If you can stomach the carbon emissions, European museums are getting back into blockbuster mode after the pandemic’s attendance hits and logistic nits. Top priority: a bicentennial retrospective of Rosa Bonheur, the realist painter who afforded new psychological acuity to horses, cattle, stags and lions — and a rare example of a lesbian proudly in the public eye before 1900. (“In the way of males,” she once said, “I only like the bulls I paint.”) Bonheur was among the most famous artists of the 19th century but fell into obscurity in the 20th; this show at Paris’s Musée d’Orsay (Oct. 18-Jan. 15) promises an ecofeminist rediscovery. (The opening coincides with Art Basel’s newest fair, christened Paris Plus (Oct. 20-23) and staged in the Grand Palais Éphémère, Jean-Michel Wilmotte’s pop-up tabernacle at the foot of the Eiffel Tower.)
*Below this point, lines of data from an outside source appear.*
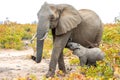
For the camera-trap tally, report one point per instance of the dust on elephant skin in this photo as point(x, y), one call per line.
point(83, 27)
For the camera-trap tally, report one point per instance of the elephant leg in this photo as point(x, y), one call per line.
point(61, 63)
point(98, 38)
point(83, 61)
point(58, 46)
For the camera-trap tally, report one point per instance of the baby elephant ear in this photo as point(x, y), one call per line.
point(69, 19)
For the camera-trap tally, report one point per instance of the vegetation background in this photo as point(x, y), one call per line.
point(13, 36)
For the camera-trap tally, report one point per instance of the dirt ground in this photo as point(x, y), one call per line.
point(15, 63)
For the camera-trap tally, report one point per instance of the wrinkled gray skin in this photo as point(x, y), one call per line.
point(87, 56)
point(83, 26)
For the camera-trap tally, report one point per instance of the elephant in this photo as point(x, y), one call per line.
point(66, 23)
point(87, 56)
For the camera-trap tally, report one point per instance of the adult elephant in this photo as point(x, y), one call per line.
point(67, 23)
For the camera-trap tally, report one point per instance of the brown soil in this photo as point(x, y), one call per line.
point(15, 63)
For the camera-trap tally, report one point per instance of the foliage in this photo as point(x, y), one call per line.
point(12, 35)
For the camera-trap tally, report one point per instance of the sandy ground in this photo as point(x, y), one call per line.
point(15, 63)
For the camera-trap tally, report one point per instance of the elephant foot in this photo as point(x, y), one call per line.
point(50, 74)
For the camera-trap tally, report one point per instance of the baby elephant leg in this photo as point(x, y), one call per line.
point(91, 63)
point(83, 61)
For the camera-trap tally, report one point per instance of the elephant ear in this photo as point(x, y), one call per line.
point(69, 19)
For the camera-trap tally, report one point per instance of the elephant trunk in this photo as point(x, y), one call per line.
point(39, 50)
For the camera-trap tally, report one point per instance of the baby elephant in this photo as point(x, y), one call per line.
point(87, 56)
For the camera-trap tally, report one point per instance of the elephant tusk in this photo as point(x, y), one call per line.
point(44, 36)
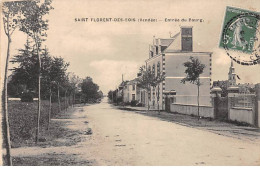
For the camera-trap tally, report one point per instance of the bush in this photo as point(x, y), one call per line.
point(27, 97)
point(139, 105)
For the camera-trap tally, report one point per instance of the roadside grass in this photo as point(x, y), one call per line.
point(23, 121)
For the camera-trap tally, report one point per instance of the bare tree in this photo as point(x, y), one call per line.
point(11, 19)
point(194, 68)
point(35, 26)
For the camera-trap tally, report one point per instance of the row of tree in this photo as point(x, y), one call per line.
point(36, 72)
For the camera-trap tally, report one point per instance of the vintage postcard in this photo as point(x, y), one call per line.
point(130, 83)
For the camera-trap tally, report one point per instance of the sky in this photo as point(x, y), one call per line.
point(105, 51)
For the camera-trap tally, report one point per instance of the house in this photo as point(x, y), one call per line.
point(131, 91)
point(168, 55)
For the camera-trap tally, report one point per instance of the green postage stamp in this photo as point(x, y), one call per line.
point(240, 33)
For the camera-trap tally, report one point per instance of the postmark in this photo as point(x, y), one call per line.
point(240, 36)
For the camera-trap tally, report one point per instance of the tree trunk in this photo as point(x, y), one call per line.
point(158, 101)
point(39, 96)
point(73, 98)
point(5, 121)
point(65, 101)
point(148, 105)
point(59, 99)
point(49, 117)
point(198, 102)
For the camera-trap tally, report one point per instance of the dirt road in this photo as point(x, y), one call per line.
point(119, 137)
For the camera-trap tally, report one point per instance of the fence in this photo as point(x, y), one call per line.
point(192, 100)
point(243, 101)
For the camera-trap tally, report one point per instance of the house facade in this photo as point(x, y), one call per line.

In London, the South African artist and theater director William Kentridge will take over the Royal Academy (Sept. 24-Dec. 11) withhis stop-motion animations, wall-spanning tapestries, and operatic projections — a rather more ambitious version of the “immersive” experiences now in favor. (A second major Kentridge exhibition will take place at the Broad in Los Angeles, from Nov. 12 to April 9.) More multimedia can be found in Rome, where three museums are uniting for a centenary exhibition cycle of Pier Paolo Pasolini. Opening in sequence from late October through early November, they’ll showcase not onlythe cinematic innovations of “Mamma Roma” and “The Gospel According to St. Matthew,” but also more than 200 of Pasolini’s lesser-known paintings and drawings of flowers, actors, and jagged Italian vistas.
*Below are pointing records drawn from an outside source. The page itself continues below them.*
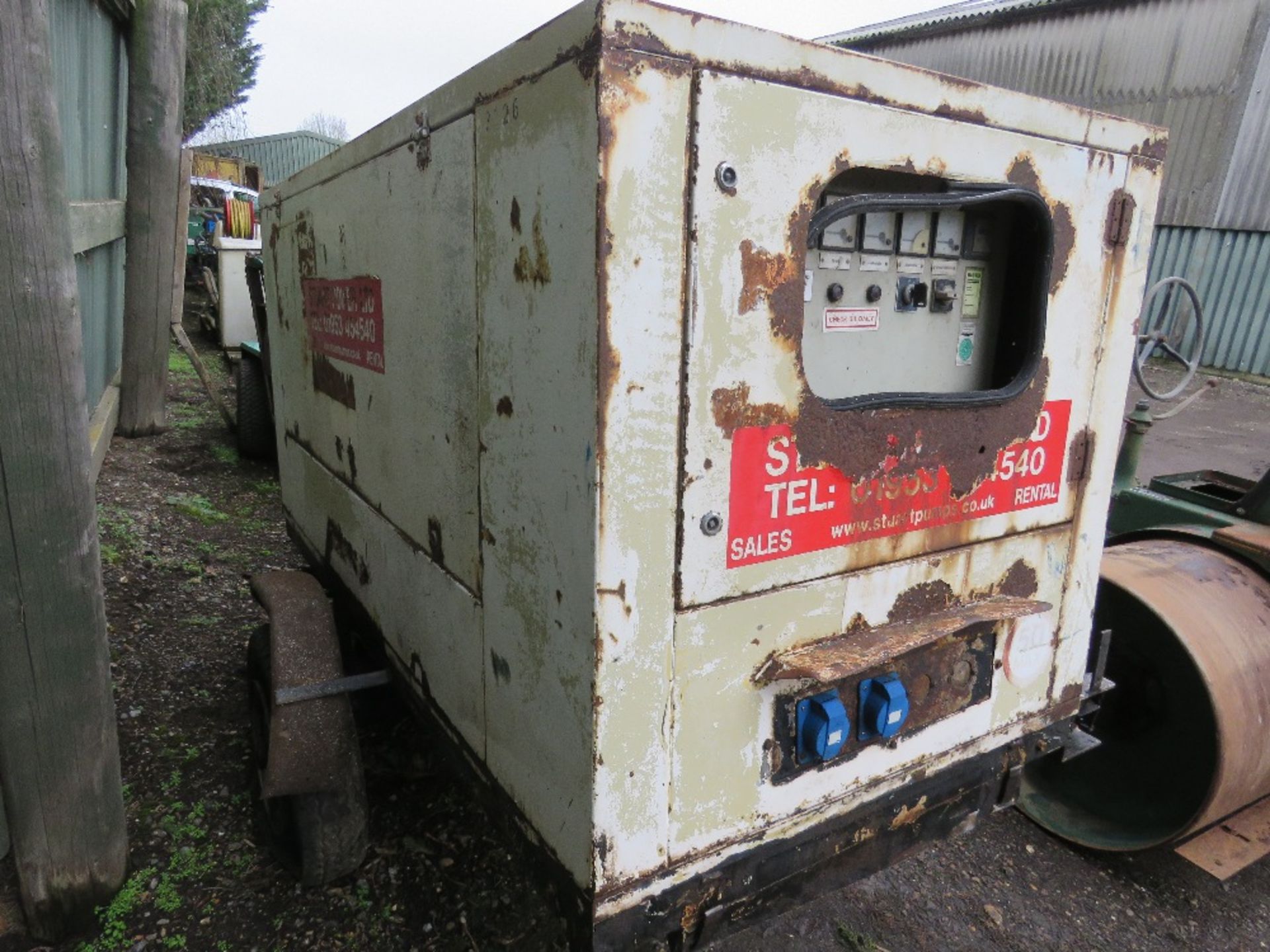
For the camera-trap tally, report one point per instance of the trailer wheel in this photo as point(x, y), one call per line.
point(319, 837)
point(254, 422)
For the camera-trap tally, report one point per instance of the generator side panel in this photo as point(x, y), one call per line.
point(1095, 447)
point(644, 103)
point(372, 333)
point(536, 154)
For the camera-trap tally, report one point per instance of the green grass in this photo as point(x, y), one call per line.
point(224, 454)
point(118, 526)
point(197, 507)
point(857, 941)
point(179, 366)
point(113, 917)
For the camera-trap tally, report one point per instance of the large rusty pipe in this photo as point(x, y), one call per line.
point(1185, 730)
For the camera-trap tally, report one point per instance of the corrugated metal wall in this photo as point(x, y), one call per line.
point(91, 71)
point(1184, 63)
point(1231, 272)
point(278, 157)
point(1201, 67)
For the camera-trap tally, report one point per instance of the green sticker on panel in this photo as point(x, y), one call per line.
point(970, 296)
point(966, 344)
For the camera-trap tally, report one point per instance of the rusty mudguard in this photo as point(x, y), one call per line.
point(310, 742)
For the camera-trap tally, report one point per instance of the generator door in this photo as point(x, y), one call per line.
point(893, 334)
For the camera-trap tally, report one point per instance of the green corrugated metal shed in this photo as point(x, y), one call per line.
point(91, 74)
point(280, 157)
Among this season’s major museum openings are two that have been in the works for more than a decade. In my beloved Antwerp, where the fashion is blunt but the paintings are Baroque, the Royal Museum of Fine Arts at last reopens on Sept. 25 after an 11-year closure; gawp before its monumental works by Rubens and Van Dyck in new, pared-to-the-essential spaces, then go across the street to the Ann Demeulemeester boutique. And if all goes well, the tremendous, delay-plagued Grand Egyptian Museum outside Cairo might finally open its doors this winter, 20 whole years after the first cornerstone was laid. With over 50,000 objects — including the golden mask of King Tutankhamen in its new, permanent home — this secular temple by the Pyramids is going to be one of the largest museums on the planet. Some museums are palatial. This one is, quite literally, pharaonic.